The number of calories required to raise the temperature of 55.0 g of water (c = 1.00 cal/g°C) from 25°C to 45°C is ________.

1) 1.10 x 10³ cal

2) 1380 cal

3) 2480 cal

4) 55.0 cal

## Answer:

The number of calories required to raise the temperature of 55.0 g of water from 25°C to 45°C is 1,100 calories.

Calorimetry is the science of measuring the heat of chemical reactions or physical changes. One common application of calorimetry is calculating the amount of heat energy required to raise the temperature of a substance, such as water.

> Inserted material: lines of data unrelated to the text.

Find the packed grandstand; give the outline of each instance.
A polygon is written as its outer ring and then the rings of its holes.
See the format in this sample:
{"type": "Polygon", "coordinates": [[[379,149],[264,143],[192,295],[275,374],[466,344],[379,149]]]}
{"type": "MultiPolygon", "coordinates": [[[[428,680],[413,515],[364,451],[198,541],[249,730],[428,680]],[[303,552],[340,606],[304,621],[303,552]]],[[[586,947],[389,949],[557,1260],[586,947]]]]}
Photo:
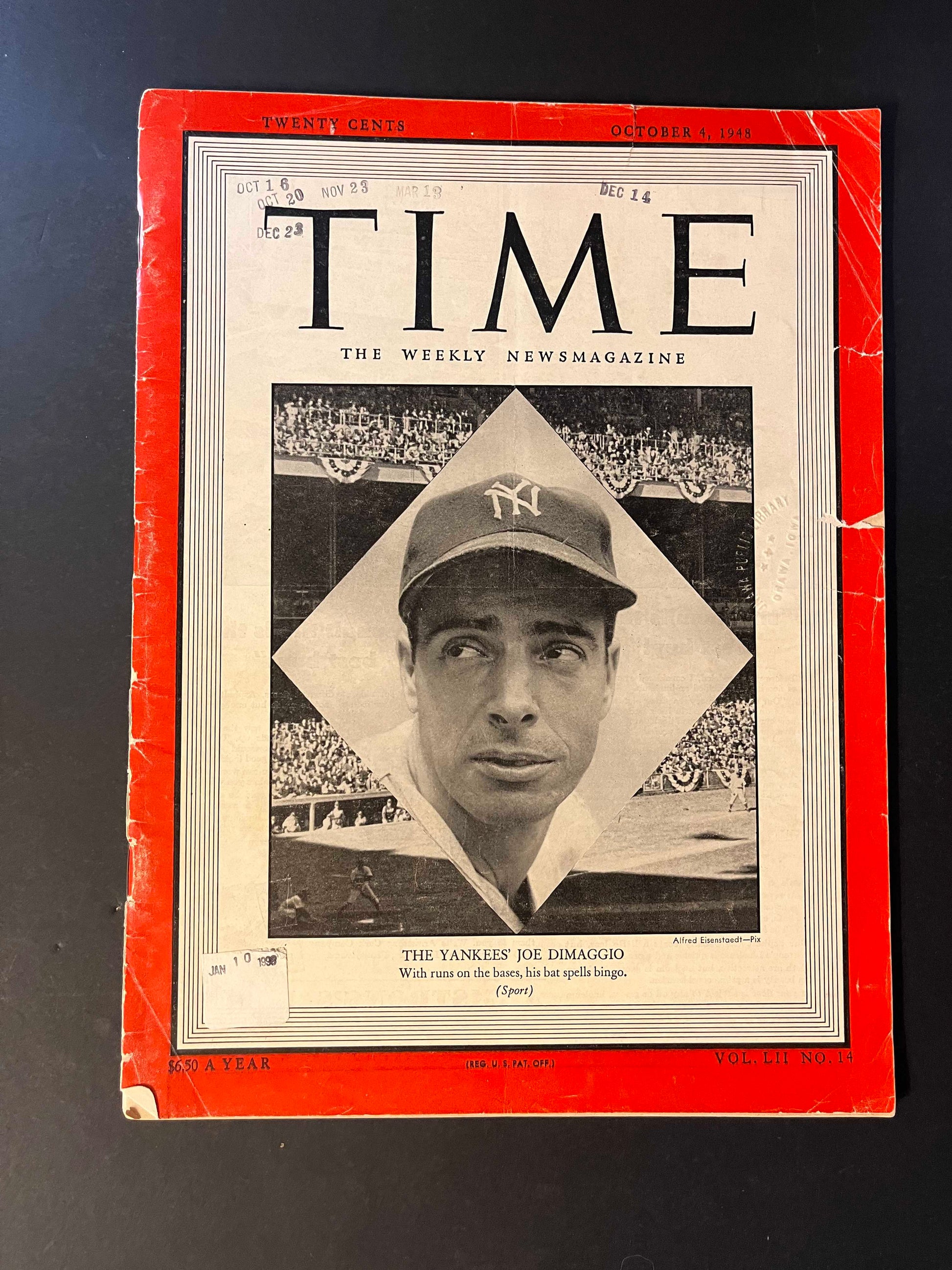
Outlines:
{"type": "MultiPolygon", "coordinates": [[[[595,409],[599,428],[581,427],[578,410],[572,413],[571,422],[551,409],[546,418],[616,498],[647,481],[677,484],[696,499],[718,486],[751,489],[751,447],[744,439],[749,432],[737,411],[707,418],[682,411],[659,420],[595,409]]],[[[444,409],[439,403],[405,403],[401,409],[388,400],[368,406],[340,395],[298,392],[275,401],[274,450],[296,457],[442,467],[482,418],[475,404],[444,409]]]]}
{"type": "Polygon", "coordinates": [[[757,753],[753,700],[715,702],[674,747],[654,779],[666,776],[675,789],[696,786],[707,772],[753,768],[757,753]]]}
{"type": "MultiPolygon", "coordinates": [[[[675,745],[649,782],[697,785],[707,772],[743,771],[754,763],[754,702],[716,702],[675,745]]],[[[272,798],[376,792],[382,786],[320,715],[272,726],[272,798]]]]}

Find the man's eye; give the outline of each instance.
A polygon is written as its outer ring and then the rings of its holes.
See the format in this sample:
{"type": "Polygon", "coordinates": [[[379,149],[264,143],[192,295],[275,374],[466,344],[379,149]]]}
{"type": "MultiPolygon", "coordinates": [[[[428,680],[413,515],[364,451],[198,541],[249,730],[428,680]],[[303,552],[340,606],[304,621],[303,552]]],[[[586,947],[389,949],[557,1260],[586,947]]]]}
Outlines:
{"type": "Polygon", "coordinates": [[[566,665],[585,659],[585,654],[574,644],[552,644],[542,650],[542,657],[546,662],[561,662],[566,665]]]}
{"type": "Polygon", "coordinates": [[[444,655],[452,657],[457,662],[468,662],[473,658],[485,657],[486,654],[477,644],[463,644],[457,641],[447,644],[444,655]]]}

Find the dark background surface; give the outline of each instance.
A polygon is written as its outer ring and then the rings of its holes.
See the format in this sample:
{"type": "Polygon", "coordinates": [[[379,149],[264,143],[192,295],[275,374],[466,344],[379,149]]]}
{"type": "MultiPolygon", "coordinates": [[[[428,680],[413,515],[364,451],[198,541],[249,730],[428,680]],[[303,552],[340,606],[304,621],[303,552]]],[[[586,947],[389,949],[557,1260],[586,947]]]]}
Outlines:
{"type": "Polygon", "coordinates": [[[8,0],[1,38],[0,1265],[952,1265],[947,3],[8,0]],[[883,108],[895,1120],[122,1119],[146,88],[883,108]]]}

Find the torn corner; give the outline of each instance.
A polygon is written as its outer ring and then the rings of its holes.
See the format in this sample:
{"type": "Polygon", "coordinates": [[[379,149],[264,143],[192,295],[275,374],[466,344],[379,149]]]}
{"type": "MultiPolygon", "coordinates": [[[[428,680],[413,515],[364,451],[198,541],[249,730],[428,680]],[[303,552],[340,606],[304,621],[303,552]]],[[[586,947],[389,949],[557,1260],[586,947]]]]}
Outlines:
{"type": "Polygon", "coordinates": [[[821,516],[820,519],[824,525],[835,525],[838,530],[885,530],[886,528],[886,513],[875,512],[872,516],[864,517],[862,521],[853,521],[852,525],[847,521],[840,521],[835,516],[821,516]]]}
{"type": "Polygon", "coordinates": [[[129,1085],[122,1090],[122,1114],[127,1120],[157,1120],[159,1105],[147,1085],[129,1085]]]}

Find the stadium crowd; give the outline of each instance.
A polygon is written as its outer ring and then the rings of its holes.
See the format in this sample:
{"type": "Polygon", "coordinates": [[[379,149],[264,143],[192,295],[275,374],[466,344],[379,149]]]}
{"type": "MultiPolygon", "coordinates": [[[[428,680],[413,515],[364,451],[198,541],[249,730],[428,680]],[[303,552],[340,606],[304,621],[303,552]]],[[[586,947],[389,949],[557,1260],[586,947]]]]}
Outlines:
{"type": "Polygon", "coordinates": [[[753,767],[755,753],[753,700],[722,701],[701,715],[655,775],[683,784],[696,772],[753,767]]]}
{"type": "Polygon", "coordinates": [[[278,406],[274,450],[279,455],[329,458],[382,458],[391,464],[448,464],[473,431],[466,410],[405,409],[373,413],[354,401],[345,406],[298,396],[278,406]]]}
{"type": "MultiPolygon", "coordinates": [[[[555,431],[611,493],[623,497],[640,481],[674,483],[693,493],[707,486],[750,489],[750,444],[731,436],[736,429],[730,424],[725,422],[717,434],[675,424],[628,431],[621,420],[607,422],[604,431],[556,422],[555,431]]],[[[353,401],[341,406],[320,396],[297,396],[275,410],[274,447],[279,455],[442,466],[476,427],[466,409],[373,413],[353,401]]]]}
{"type": "MultiPolygon", "coordinates": [[[[364,794],[383,787],[320,716],[272,725],[272,798],[364,794]]],[[[386,791],[385,791],[386,792],[386,791]]]]}
{"type": "Polygon", "coordinates": [[[668,481],[692,488],[721,485],[751,488],[750,446],[727,436],[665,428],[655,432],[604,432],[559,427],[559,436],[613,493],[640,481],[668,481]]]}

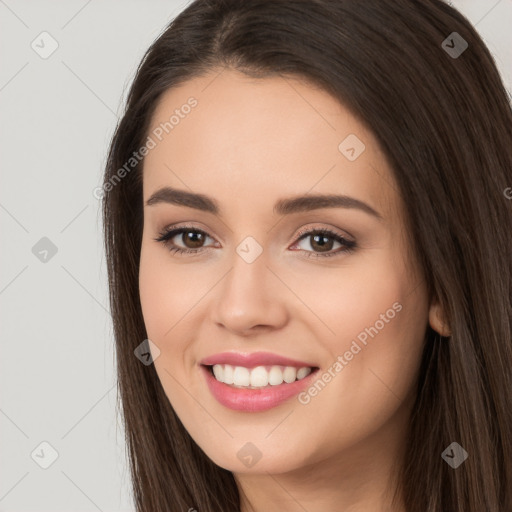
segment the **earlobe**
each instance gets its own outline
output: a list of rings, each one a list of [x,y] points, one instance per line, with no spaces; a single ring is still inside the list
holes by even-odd
[[[446,321],[446,315],[437,301],[433,302],[430,306],[428,321],[430,327],[432,327],[432,329],[438,332],[441,336],[451,336],[452,333]]]

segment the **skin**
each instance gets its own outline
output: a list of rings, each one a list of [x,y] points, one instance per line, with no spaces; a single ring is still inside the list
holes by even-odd
[[[171,186],[221,207],[220,216],[144,207],[140,299],[163,388],[206,455],[234,473],[242,512],[402,511],[400,500],[391,506],[393,463],[402,459],[427,325],[446,328],[421,269],[406,258],[391,169],[373,134],[321,89],[219,73],[167,91],[150,128],[197,99],[146,156],[144,204]],[[352,162],[338,149],[349,134],[366,146]],[[382,219],[347,208],[273,213],[278,199],[305,193],[355,197]],[[174,254],[155,241],[184,223],[208,234],[202,253]],[[312,236],[299,241],[301,228],[330,228],[357,247],[322,258]],[[263,249],[250,264],[236,252],[248,236]],[[172,240],[198,247],[186,235]],[[343,250],[328,241],[329,252]],[[224,351],[268,351],[326,371],[396,302],[401,311],[306,405],[294,397],[264,412],[233,411],[199,371],[201,359]],[[237,457],[247,442],[261,452],[250,468]]]

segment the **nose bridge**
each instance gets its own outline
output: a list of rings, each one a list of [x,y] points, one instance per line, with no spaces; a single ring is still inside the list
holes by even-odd
[[[242,332],[284,320],[284,307],[273,283],[276,278],[268,263],[267,252],[253,237],[244,238],[235,247],[231,268],[215,300],[218,324]]]

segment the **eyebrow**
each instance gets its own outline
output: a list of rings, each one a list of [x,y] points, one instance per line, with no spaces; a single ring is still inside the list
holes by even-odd
[[[186,206],[188,208],[213,213],[214,215],[220,215],[221,212],[219,203],[212,197],[171,187],[163,187],[153,193],[146,201],[146,206],[159,203]],[[307,194],[279,199],[274,205],[274,213],[278,215],[290,215],[322,208],[353,208],[361,210],[379,220],[383,219],[379,212],[365,202],[354,197],[334,194]]]

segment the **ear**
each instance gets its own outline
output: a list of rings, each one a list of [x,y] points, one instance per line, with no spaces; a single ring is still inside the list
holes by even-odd
[[[451,336],[452,333],[450,326],[446,321],[445,312],[441,309],[441,306],[437,300],[434,300],[430,306],[428,321],[430,327],[432,327],[432,329],[438,332],[441,336]]]

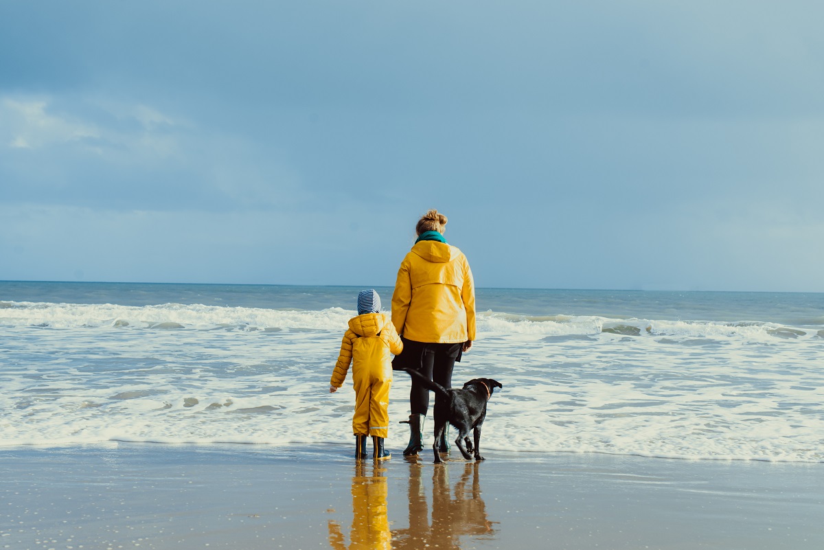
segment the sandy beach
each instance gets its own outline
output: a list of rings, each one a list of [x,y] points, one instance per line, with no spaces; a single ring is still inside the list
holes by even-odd
[[[111,443],[0,451],[0,548],[820,548],[824,468]]]

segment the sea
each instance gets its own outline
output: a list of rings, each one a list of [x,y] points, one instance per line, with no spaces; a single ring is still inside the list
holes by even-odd
[[[0,446],[324,445],[358,287],[0,282]],[[392,289],[377,287],[385,309]],[[824,460],[824,294],[479,288],[482,449]],[[408,428],[396,372],[386,441]],[[428,425],[431,426],[431,422]],[[431,436],[430,436],[431,438]],[[344,446],[346,445],[346,446]]]

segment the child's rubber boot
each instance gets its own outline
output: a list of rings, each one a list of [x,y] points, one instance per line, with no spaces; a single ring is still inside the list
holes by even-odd
[[[441,440],[438,442],[438,452],[448,454],[451,446],[449,445],[449,424],[443,427],[443,433],[441,434]]]
[[[366,460],[366,438],[367,436],[355,434],[355,459]]]
[[[404,456],[414,456],[424,450],[424,421],[425,414],[410,414],[409,420],[404,420],[401,424],[410,425],[410,443],[404,449]]]
[[[383,448],[383,438],[377,436],[372,436],[372,458],[376,460],[388,460],[392,458],[391,453]]]

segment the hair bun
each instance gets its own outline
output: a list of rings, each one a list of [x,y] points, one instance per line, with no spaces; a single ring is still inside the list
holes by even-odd
[[[438,212],[434,208],[428,210],[425,214],[424,214],[424,220],[432,220],[433,221],[437,221],[442,226],[445,226],[447,223],[447,217],[443,214]]]
[[[421,217],[418,221],[418,225],[415,226],[415,231],[418,232],[418,235],[424,231],[440,231],[442,233],[443,226],[446,225],[447,217],[434,208],[431,208]]]

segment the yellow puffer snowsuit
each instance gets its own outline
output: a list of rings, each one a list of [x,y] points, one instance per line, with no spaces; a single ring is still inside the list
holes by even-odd
[[[421,240],[400,263],[392,294],[392,324],[415,342],[475,340],[475,282],[456,246]]]
[[[352,431],[356,436],[386,437],[392,354],[400,354],[403,348],[398,333],[385,314],[367,313],[349,319],[330,384],[335,388],[342,386],[352,364],[355,385]]]

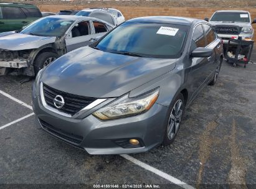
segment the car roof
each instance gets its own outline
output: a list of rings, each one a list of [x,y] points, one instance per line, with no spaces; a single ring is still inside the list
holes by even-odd
[[[88,17],[88,16],[75,16],[75,15],[52,15],[52,16],[49,16],[47,17],[55,17],[55,18],[59,18],[59,19],[70,19],[70,20],[73,20],[73,21],[100,21],[103,23],[106,23],[108,25],[111,25],[110,23],[108,23],[104,21],[98,19],[95,17]]]
[[[176,16],[149,16],[142,17],[133,19],[127,22],[152,22],[152,23],[164,23],[184,25],[191,25],[194,22],[202,22],[204,21],[197,19],[192,19],[184,17]]]
[[[32,8],[37,9],[37,6],[32,4],[25,4],[25,3],[19,3],[19,2],[1,2],[0,6],[6,7],[26,7],[26,8]]]
[[[217,11],[216,12],[244,12],[244,13],[248,13],[248,11],[241,11],[241,10],[220,10]]]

In the given scenario, we are asked to calculate the number of calories needed to raise the temperature of 55.0 g of water from 25°C to 45°C. To do this, we can use the formula:

q = mcΔT

Where:

q = heat energy

m = mass of the water (55.0 g)

c = specific heat of water (1.00 cal/g°C)

ΔT = temperature change (45°C - 25°C = 20°C)

Plugging in the values, we get:

q = (55.0 g)(1.00 cal/g°C)(20°C)

q = 1,100 cal

Therefore, the number of calories required to raise the temperature of 55.0 g of water from 25°C to 45°C is 1,100 calories. Option 1) 1.10 x 10³ cal is the correct answer.